How I automated my backups to Amazon S3 using rsync and s3fs.

October 27th, 2008  | Tags: , , ,

The following is how I automated my backups to Amazon S3 in about 5 minutes.

I lot has changed since my original post on automating my backups to s3 using s3sync. There are more mature and easier to use solutions now. I am switching because using s3fs gives you much more options for using s3, it is easier to set up and it is faster.

I now use a combination of s3fs to mount a S3 bucket to local directory and then use rsync to keep up to date with my files. The following directions are geared towards Ubuntu linux, but could be modified for any linux distribution and Mac OSX.


STEP 1: Install s3fs

The first step is to install s3fs dependencies. (Assuming Ubuntu)

sudo apt-get install build-essential libcurl4-openssl-dev libxml2-dev libfuse-dev

Next, install the most recent version of s3fs. As of now the most recent is r177, but a quick check of s3fs downloads will show the most recent.

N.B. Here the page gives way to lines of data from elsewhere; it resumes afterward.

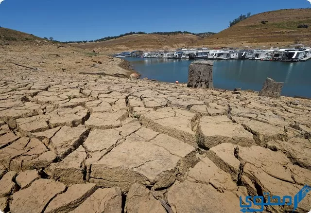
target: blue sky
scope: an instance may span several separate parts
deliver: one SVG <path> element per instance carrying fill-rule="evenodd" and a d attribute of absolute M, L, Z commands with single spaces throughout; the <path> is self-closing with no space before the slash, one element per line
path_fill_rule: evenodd
<path fill-rule="evenodd" d="M 242 14 L 308 7 L 307 0 L 4 0 L 0 26 L 61 41 L 131 31 L 218 32 Z"/>

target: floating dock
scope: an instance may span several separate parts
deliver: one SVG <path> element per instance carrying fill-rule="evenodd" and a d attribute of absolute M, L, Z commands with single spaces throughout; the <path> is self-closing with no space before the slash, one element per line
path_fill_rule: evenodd
<path fill-rule="evenodd" d="M 310 59 L 310 58 L 311 58 L 311 55 L 308 56 L 308 57 L 306 57 L 305 58 L 303 58 L 302 59 L 300 59 L 300 61 L 308 61 L 309 59 Z"/>

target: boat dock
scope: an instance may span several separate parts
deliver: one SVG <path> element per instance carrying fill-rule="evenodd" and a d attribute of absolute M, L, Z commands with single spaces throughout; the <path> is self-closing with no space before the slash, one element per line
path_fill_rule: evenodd
<path fill-rule="evenodd" d="M 309 55 L 308 57 L 306 57 L 305 58 L 302 58 L 302 59 L 300 59 L 300 61 L 307 61 L 309 59 L 310 59 L 310 58 L 311 58 L 311 55 Z"/>

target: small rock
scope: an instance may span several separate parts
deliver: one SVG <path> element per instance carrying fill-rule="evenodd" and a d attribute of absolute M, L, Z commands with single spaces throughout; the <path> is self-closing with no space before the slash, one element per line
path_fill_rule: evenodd
<path fill-rule="evenodd" d="M 35 180 L 40 178 L 36 170 L 27 170 L 20 173 L 16 177 L 16 182 L 21 189 L 28 187 Z"/>

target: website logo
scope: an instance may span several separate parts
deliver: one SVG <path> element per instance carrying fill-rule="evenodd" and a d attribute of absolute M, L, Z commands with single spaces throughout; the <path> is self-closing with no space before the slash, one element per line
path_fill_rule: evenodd
<path fill-rule="evenodd" d="M 246 196 L 245 203 L 247 205 L 242 204 L 242 197 L 240 197 L 240 206 L 242 208 L 240 211 L 243 213 L 262 212 L 264 211 L 263 207 L 265 206 L 292 206 L 294 204 L 293 213 L 298 208 L 298 205 L 302 200 L 304 199 L 309 192 L 311 191 L 311 187 L 306 185 L 294 197 L 291 196 L 284 196 L 283 201 L 281 201 L 281 197 L 279 196 L 269 195 L 269 193 L 263 193 L 264 195 L 267 195 L 267 200 L 265 202 L 265 198 L 263 196 Z M 252 202 L 252 200 L 253 202 Z M 259 201 L 259 200 L 260 201 Z M 294 203 L 293 203 L 294 201 Z M 252 206 L 257 206 L 257 208 L 252 208 Z M 311 213 L 311 211 L 309 213 Z"/>

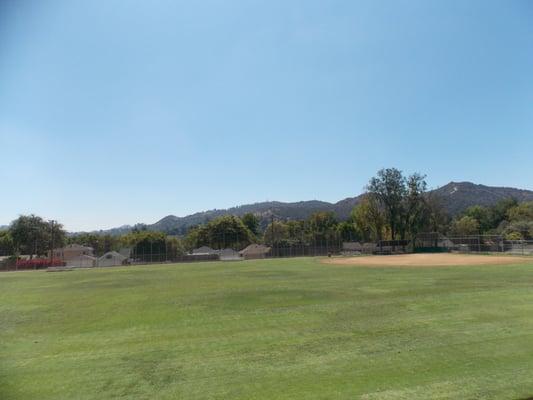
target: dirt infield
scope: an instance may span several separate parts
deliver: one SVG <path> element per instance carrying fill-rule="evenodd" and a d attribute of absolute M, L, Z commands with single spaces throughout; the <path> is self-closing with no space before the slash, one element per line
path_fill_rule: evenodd
<path fill-rule="evenodd" d="M 437 267 L 460 265 L 504 265 L 532 263 L 533 258 L 479 254 L 401 254 L 393 256 L 358 256 L 331 258 L 324 261 L 337 265 L 361 265 L 369 267 Z"/>

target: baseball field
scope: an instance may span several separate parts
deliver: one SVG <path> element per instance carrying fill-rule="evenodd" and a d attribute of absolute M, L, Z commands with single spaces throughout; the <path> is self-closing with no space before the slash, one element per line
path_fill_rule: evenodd
<path fill-rule="evenodd" d="M 0 399 L 527 399 L 533 259 L 0 274 Z"/>

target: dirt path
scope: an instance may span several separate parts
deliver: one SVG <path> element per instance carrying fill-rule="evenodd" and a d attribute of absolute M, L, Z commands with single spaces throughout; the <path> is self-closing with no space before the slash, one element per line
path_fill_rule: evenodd
<path fill-rule="evenodd" d="M 452 265 L 503 265 L 503 264 L 533 264 L 533 258 L 505 255 L 479 254 L 401 254 L 393 256 L 358 256 L 339 257 L 324 260 L 327 264 L 364 265 L 374 267 L 400 266 L 452 266 Z"/>

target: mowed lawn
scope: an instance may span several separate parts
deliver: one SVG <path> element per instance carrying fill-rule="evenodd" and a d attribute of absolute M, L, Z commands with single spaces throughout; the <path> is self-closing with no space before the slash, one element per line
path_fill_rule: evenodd
<path fill-rule="evenodd" d="M 0 399 L 523 399 L 533 262 L 0 274 Z"/>

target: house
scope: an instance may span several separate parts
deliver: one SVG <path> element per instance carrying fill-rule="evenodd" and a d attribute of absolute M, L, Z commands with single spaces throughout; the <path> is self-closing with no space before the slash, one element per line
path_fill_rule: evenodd
<path fill-rule="evenodd" d="M 82 246 L 80 244 L 69 244 L 65 247 L 57 248 L 53 250 L 53 258 L 66 262 L 76 259 L 80 256 L 93 256 L 94 249 L 88 246 Z M 48 258 L 50 258 L 50 252 L 48 252 Z"/>
<path fill-rule="evenodd" d="M 343 251 L 362 251 L 363 246 L 359 242 L 343 242 L 342 243 Z"/>
<path fill-rule="evenodd" d="M 98 258 L 97 266 L 99 267 L 112 267 L 114 265 L 123 265 L 126 263 L 127 257 L 116 251 L 108 251 L 102 257 Z"/>
<path fill-rule="evenodd" d="M 126 258 L 131 257 L 132 248 L 131 247 L 122 247 L 119 251 L 119 254 L 122 254 Z"/>
<path fill-rule="evenodd" d="M 236 261 L 241 259 L 241 255 L 238 251 L 233 249 L 216 250 L 220 261 Z"/>
<path fill-rule="evenodd" d="M 253 260 L 257 258 L 265 258 L 270 252 L 270 247 L 264 244 L 251 244 L 239 252 L 241 257 L 245 260 Z"/>
<path fill-rule="evenodd" d="M 205 255 L 205 254 L 217 254 L 217 250 L 212 249 L 209 246 L 202 246 L 198 247 L 197 249 L 194 249 L 191 254 L 193 255 Z"/>
<path fill-rule="evenodd" d="M 71 258 L 66 262 L 67 267 L 78 267 L 78 268 L 92 268 L 96 266 L 96 257 L 89 256 L 87 254 L 82 254 L 81 256 Z"/>

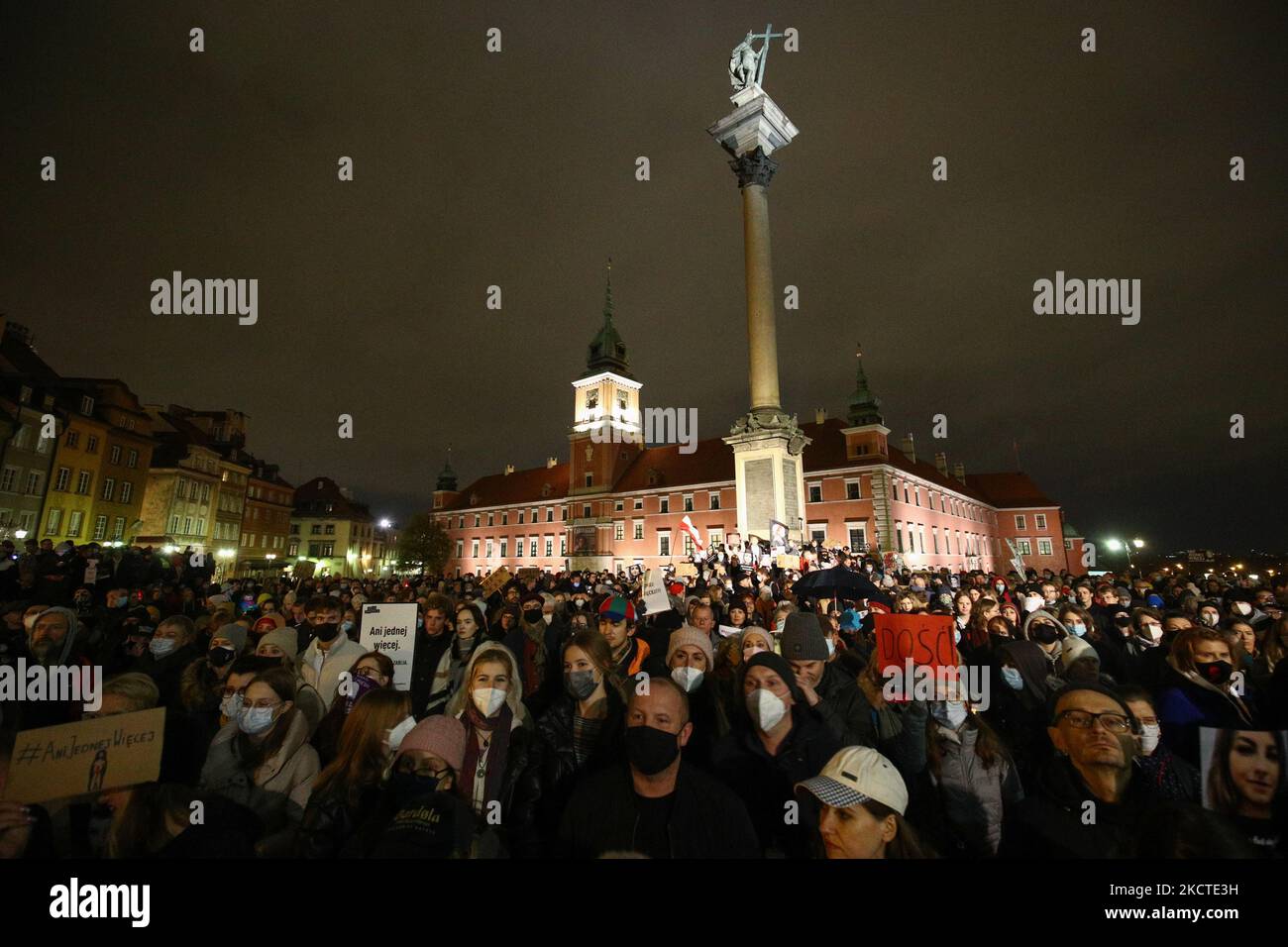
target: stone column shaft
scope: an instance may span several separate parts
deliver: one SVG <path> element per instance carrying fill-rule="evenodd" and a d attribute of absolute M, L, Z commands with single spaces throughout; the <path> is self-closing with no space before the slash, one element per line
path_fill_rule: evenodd
<path fill-rule="evenodd" d="M 743 186 L 742 228 L 747 276 L 747 374 L 751 410 L 781 411 L 774 271 L 769 253 L 769 195 L 764 184 Z"/>

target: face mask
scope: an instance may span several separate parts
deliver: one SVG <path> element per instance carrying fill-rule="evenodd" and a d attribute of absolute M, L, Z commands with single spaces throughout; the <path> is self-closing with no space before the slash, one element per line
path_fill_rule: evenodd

wget http://s3fs.googlecode.com/files/s3fs-r177-source.tar.gz
tar -xzf s3fs*
cd s3fs
make
sudo make install
sudo mkdir /mnt/s3
sudo chown yourusername:yourusername /mnt/s3

STEP 2: Create script to mount your Amazon s3 bucket using s3fs and sync files.

The following assumes you already have a bucket created on Amazon S3. If this is not the case, you can use a tool like s3Fox to create one.

Choose a text editor of your choice and make a shell script to mount your bucket, perform rsync, then unmount. It is not necessary to unmount your S3 directory after each rsync, but I prefer to be safe. One mistake like an ‘rm’ on your root directory could wipe all of your files on your machine and your S3 mount. You should probably start with a test directory to be safe.

Make the file s3fs.sh

#!/bin/bash
/usr/bin/s3fs yourbucket -o accessKeyId=yourS3key -o secretAccessKey=yourS3secretkey /mnt/s3
/usr/bin/rsync -avz --delete /home/username/dir/you/want/to/backup /mnt/s3
/bin/umount /mnt/s3

Note, the –delete option. This will delete any files that have been removed on the ’source’.
Change permissions to make executable

chmod 700 s3fs.sh

Before you run the entire script, you might want to run each line separately to make sure everything is working properly. The paths to rsync, umount might be different on your system. (Use ‘which rsync’ to check) Just for fun, I did a ‘df -h’, which showed I now have 256 Terabytes available on the s3 mount!

Next, run the script and let it do its work. This could take a long time depending on how much data you are uploading initially. Your internet upload speed will be the bottleneck.

sudo ./s3fs.sh

That’s it! You are backing up to Amazon S3. You probably want to automate this using cron after you are sure everything is running o.k. Just for simplicity of this tutorial, lets assume you are setting up the cron job as root so we don’t need to worry about editing permissions for mount/umounting directory.

STEP 3: Automate it with cron

sudo su
crontab -e
0 0 * * * /path/to/s3fs.sh # this runs it everyday at midnight

p.s. I use this in combination with hourly backups to a second local machine using git to have revision history. I only backup nightly to s3 without revision history in case my house burns down etc. If you would like to know how I set up my git backups locally, just leave a comment and I can make a follow up post.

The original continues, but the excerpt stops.